History Continues to Exact Its Price


May 07, 1992|By WILLIAM PFAFF

PARIS — Paris. -- It is difficult to believe that the expressions of good will and calls for reconciliation that have followed the Los Angeles riots will count for much. Race division has been the American curse since the Constitution -- meant to ''secure the Blessings of Liberty to ourselves and our Posterity'' -- had the institution of slavery written into it. Article I, Section 2, said that representation in Congress and direct taxation were to be apportioned among the states by ''adding to the whole Number of free Persons . . . three-fifths of all other Persons.''

The motive was property interest, slaves being property. The authors of the Constitution nonetheless had a bad conscience. Madison called slavery an ''unnatural traffic,'' deplored its toleration by the Constitution, but held that this was temporary.

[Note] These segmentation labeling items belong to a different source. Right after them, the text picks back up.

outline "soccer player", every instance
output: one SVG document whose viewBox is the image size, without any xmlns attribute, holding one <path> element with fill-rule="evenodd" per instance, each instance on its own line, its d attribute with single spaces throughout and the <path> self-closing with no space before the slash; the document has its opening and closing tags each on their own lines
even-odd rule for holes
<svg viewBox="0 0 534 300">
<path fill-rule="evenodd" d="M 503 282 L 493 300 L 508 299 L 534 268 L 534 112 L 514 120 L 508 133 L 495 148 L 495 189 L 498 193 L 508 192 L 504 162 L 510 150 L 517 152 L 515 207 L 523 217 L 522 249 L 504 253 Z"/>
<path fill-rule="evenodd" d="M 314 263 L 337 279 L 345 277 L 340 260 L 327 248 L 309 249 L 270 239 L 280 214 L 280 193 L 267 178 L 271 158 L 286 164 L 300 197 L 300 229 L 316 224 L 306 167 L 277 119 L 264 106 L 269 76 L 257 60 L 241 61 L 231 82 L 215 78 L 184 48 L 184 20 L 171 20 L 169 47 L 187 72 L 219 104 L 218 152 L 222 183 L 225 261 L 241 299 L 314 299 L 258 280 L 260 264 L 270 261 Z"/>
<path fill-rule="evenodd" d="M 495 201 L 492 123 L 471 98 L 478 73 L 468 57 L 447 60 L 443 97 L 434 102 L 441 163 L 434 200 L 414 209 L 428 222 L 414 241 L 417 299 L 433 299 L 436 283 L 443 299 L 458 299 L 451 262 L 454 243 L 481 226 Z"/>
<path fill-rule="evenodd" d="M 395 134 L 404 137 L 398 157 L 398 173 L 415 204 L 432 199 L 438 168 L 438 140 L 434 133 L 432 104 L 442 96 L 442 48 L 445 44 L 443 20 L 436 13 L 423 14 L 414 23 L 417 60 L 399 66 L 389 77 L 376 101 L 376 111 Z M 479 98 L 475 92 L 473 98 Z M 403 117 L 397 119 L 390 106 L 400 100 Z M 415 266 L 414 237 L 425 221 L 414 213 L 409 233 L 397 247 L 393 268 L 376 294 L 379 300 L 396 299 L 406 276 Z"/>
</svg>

Jefferson, a Virginia slaveholder, uneasily questioned whether the African was the moral equal of the white, writing that ''no person living wishes more sincerely than I do, to see a complete refutation of the doubts I have myself entertained and expressed.'' He said, though, that ''Because Sir Isaac Newton was superior to others in understanding, he was not therefore lord of the person or property of others.''

He concluded that the white man disordered his own and his children's morality by holding slaves, in ''flagrant violation of the Creator's plan.'' However, he emancipated his own slaves only at his death. It has been argued that one of them was also for many years his mistress.

Forty years later Alexis de Tocqueville said that ''The most formidable of all the ills that threaten the future of the United States'' arises from the existence of a black population that has undergone the ''calamity'' of slavery. ''If ever America undergoes great revolutions, they will be brought about by the presence of the black race on the soil of the United States; that is to say, they will owe their origin, not to the equality, but to the inequality of condition'' among Americans.

Slavery was ended by the Civil War, but when Northerners as well as Southerners were confronted with the social and political consequences of Emancipation, they imposed that quasi-legal form of systematic oppression and exclusion, enforced by lynch law and called Jim Crow, which lasted until the 1960s.

The first genuinely desegregated American public institution, achieved in the late 1940s, was the United States Army. This writer, during the Korean War, spent 16 weeks of basic infantry training in a company almost equally divided between Southern blacks and whites, none of whom, except me, had graduated from high school. Training began with sullen resentment between the races and white hostility to the black sergeants and officers placed over us. We rapidly discovered the solidarity of shared misery and a common gratitude for the ''good'' black officers we met, with bitterness against the ''bad'' officers who were white.

When the experience was over we went our own ways. I am nonetheless convinced that the 1950s generation's experience of desegregated national service was crucial to the success of the civil-rights movement of the 1960s.

That affair was an immense achievement, by which the American majority acted through its representatives to repudiate the past and attempt to make amends to the country's black minority. The results were very mixed; nonetheless in the quarter-century that has followed, a significant part of that black minority has moved into an integrated society, enjoying more or less equal opportunity.

Another part of the black minority, however, was left behind in the ghettos and on the streets, in misery and a deepening social pathology. Last week's explosion of violence came from here.

There have been three principal reactions to the riots. One says the problem simply is poverty (and the Reagan and Bush administrations under which ghetto poverty has increased). It has nothing to do with race. There are white poor too, and white, Hispanic, and Asian ghettos. This seems to me an unsustainable argument, however well-meant. The white, Hispanic and Asian ghettos are not the problem. People move on from them. The black ghetto is perpetuating itself, and its condition worsens.

The second reaction also says that the problem primarily is poverty, but that the social programs of the Great Society were working and were cut off by the Republicans. It says there must be a new national investment in social policies to mend the black family, educate the children of the ghettos, get the young to work, and so on. There is argument about what those programs should be, but a willingness to spend money.

The third reaction says that liberal social programs themselves created welfare dependency, and subsidized socially pathological behavior. The latter then was rationalized by black and white radicals as a justified reaction to ''white racism.'' This is what the White House has said.